Além disso, 54% das matérias partem da perspectiva governamental para a cobertura. A sociedade civil está pouco representada nas reportagens – aparece em 8,9% dos textos –, enquanto os movimentos sociais são citados em menos de 1% do material analisado.
Na opinião de Maria Elena Rodrigues, há um receio na mídia em disseminar o discurso dos direitos humanos como universais, porque isso empodera os sujeitos sociais, o que, para ela, poderia significar dar ao povo um poder maior de cobrança do cumprimento dos direitos pelo Estado e contrariar interesses de grupos conservadores da sociedade. Entre eles, certamente está o dos proprietários dos grandes grupos de comunicação no país.
“É preciso considerar também que a margem de liberdade dos nossos jornalistas para atuar, até mesmo no terreno da simples informação, é freqüentemente anulada pela direção do meio de comunicação de massa. As empresas jornalísticas, de rádio e televisão, como ninguém ignora, são predominantemente controladas por empresários ou políticos conservadores”, declarou Comparato.

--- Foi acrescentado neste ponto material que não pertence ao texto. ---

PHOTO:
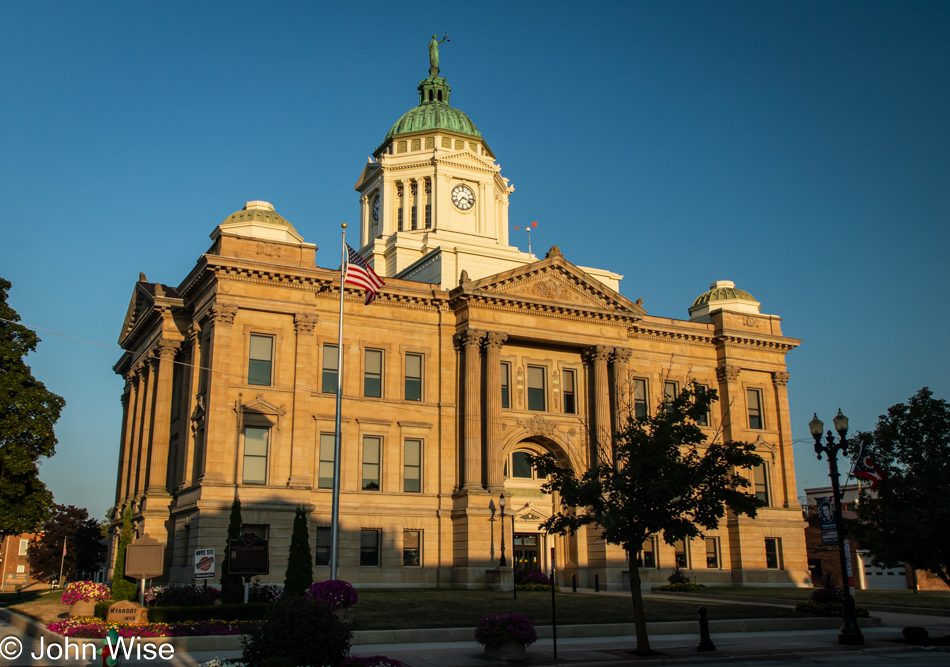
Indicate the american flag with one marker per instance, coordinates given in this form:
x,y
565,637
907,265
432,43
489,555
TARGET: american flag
x,y
357,272
867,469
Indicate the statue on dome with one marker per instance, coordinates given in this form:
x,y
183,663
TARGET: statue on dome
x,y
434,52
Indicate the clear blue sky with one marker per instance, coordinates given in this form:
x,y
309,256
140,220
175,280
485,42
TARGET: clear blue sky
x,y
801,149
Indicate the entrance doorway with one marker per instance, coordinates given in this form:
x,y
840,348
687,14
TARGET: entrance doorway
x,y
527,554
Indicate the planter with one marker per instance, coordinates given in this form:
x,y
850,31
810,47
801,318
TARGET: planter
x,y
83,609
510,650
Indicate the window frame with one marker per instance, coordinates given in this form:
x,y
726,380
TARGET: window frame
x,y
378,463
537,392
245,456
270,338
407,466
418,548
363,547
367,376
407,378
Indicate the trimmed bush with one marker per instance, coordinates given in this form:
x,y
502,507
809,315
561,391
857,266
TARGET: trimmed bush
x,y
828,609
680,588
915,634
307,633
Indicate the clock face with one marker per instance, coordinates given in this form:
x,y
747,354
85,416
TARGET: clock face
x,y
463,197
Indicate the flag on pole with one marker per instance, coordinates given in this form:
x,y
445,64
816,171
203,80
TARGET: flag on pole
x,y
867,468
357,272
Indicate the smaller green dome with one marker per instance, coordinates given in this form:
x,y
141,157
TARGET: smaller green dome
x,y
723,290
257,211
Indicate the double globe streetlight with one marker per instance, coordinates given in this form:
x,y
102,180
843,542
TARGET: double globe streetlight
x,y
850,632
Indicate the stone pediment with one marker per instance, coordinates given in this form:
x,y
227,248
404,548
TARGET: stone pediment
x,y
553,281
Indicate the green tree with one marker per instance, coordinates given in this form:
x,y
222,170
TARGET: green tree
x,y
123,588
84,547
299,569
662,478
231,584
906,520
27,414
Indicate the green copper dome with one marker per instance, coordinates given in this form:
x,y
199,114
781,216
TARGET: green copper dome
x,y
722,290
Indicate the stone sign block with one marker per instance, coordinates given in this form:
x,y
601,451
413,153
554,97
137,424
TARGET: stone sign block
x,y
127,612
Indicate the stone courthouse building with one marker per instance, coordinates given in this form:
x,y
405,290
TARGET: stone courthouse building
x,y
474,355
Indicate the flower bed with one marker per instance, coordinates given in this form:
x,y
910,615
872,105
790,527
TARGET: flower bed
x,y
96,628
85,591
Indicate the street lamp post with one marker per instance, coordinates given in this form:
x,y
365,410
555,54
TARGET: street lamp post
x,y
850,632
491,522
501,502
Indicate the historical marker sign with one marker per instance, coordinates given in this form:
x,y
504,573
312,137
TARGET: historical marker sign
x,y
127,612
145,558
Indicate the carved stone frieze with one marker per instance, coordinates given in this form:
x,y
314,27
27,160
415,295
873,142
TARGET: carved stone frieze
x,y
728,373
223,313
780,378
304,323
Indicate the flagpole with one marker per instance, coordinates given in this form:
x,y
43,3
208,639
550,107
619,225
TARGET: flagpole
x,y
335,521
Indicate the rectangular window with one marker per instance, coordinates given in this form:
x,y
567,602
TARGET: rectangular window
x,y
639,398
570,394
412,548
712,553
323,546
505,384
682,557
373,374
701,390
535,388
412,467
670,390
255,455
371,448
760,475
261,356
331,360
369,547
325,472
413,377
773,553
754,400
648,553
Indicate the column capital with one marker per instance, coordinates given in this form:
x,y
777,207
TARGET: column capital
x,y
494,340
223,313
780,378
597,353
305,322
728,373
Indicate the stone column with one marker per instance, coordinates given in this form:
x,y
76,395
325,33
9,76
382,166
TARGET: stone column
x,y
158,469
301,445
493,343
470,342
219,442
622,403
145,426
601,433
784,427
125,442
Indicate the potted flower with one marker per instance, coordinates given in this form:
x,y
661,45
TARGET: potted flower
x,y
82,596
505,636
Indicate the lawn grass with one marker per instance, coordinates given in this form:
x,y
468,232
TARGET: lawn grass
x,y
393,609
922,599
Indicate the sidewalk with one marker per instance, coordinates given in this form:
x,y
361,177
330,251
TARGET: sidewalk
x,y
762,648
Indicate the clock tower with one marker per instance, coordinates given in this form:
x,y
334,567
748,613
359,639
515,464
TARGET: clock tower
x,y
433,202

Não é à toa, portanto, que o direito à liberdade de expressão é, individualmente, o mais mencionado pela imprensa brasileira, avessa em sua maioria a qualquer tipo de regulamentação que determine parâmetros para o seu funcionamento – incluindo aí a defesa e promoção dos direitos humanos. A análise revela que 6,9% dos textos discutem esse direito de forma central ou lateral.

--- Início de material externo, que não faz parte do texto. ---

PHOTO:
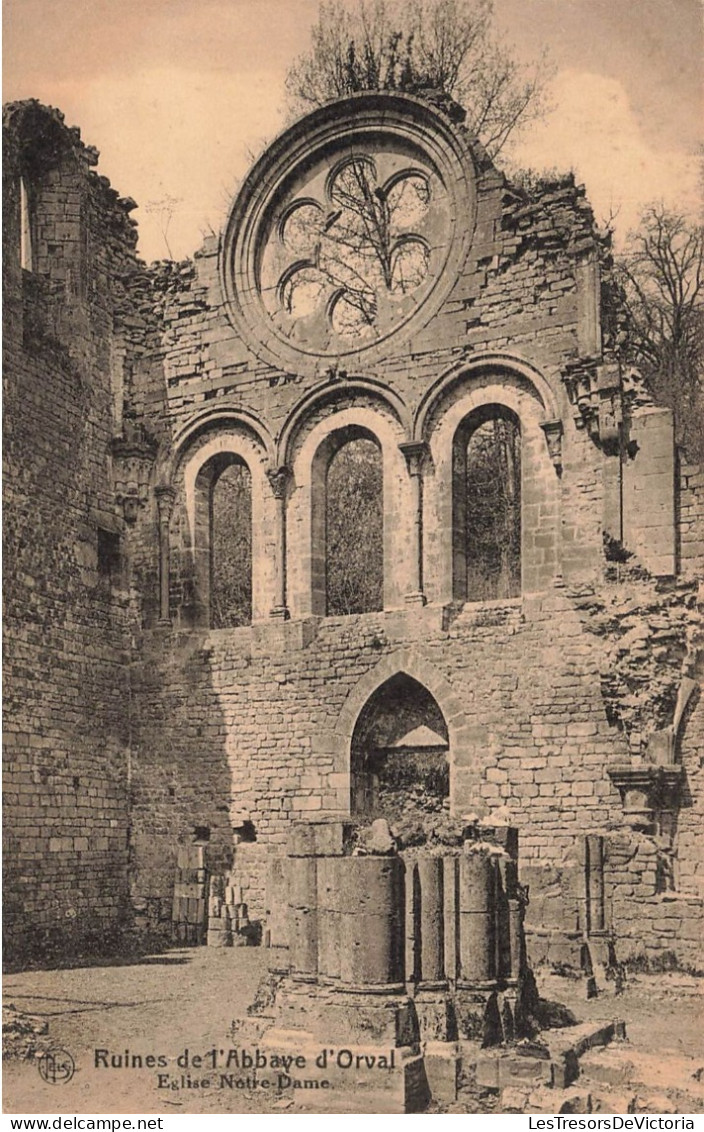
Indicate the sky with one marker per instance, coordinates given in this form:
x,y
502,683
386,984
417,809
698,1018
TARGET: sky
x,y
179,96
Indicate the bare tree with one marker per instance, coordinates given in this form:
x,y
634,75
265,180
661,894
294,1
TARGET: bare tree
x,y
449,45
661,276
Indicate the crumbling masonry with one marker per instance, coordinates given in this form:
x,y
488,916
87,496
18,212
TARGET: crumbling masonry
x,y
134,729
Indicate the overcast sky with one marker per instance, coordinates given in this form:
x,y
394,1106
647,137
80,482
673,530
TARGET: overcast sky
x,y
178,94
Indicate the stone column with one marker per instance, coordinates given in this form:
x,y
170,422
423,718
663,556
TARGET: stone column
x,y
414,453
371,922
303,917
328,918
430,923
477,919
165,497
278,478
595,919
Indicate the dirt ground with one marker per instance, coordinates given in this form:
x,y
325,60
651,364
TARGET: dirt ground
x,y
164,1004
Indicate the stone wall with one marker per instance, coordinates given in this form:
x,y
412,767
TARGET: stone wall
x,y
66,618
132,722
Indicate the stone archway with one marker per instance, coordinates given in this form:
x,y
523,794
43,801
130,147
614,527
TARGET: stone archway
x,y
464,742
398,759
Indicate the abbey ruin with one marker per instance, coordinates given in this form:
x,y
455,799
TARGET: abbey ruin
x,y
378,280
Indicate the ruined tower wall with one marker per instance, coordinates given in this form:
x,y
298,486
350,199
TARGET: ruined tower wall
x,y
66,616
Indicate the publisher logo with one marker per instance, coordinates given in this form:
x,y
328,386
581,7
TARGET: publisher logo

“Há um embate diário dentro da redação que é a batalha do convencimento da pauta. Não vivemos uma democracia plena e isso é representado na agenda de cobertura das empresas de comunicação”, admite o repórter Marcelo Canellas, da TV Globo. Já para o procurador Sérgio Suiama, da Procuradoria Regional dos Direitos do Cidadão, do Ministério Público Federal em São Paulo, há um claro conflito de interesses políticos e econômicos entre os proprietários da mídia e a defesa dos direitos humanos. “Temos que dialogar com os jornalistas da grande imprensa e mostrar pra eles a importância desse tipo de abordagem. Mas há um limite claro neste diálogo. Por isso é preciso mudar a estrutura da mídia e democratizá-la como um todo, para que os direitos humanos sejam efetivamente promovidos e defendidos”, conclui.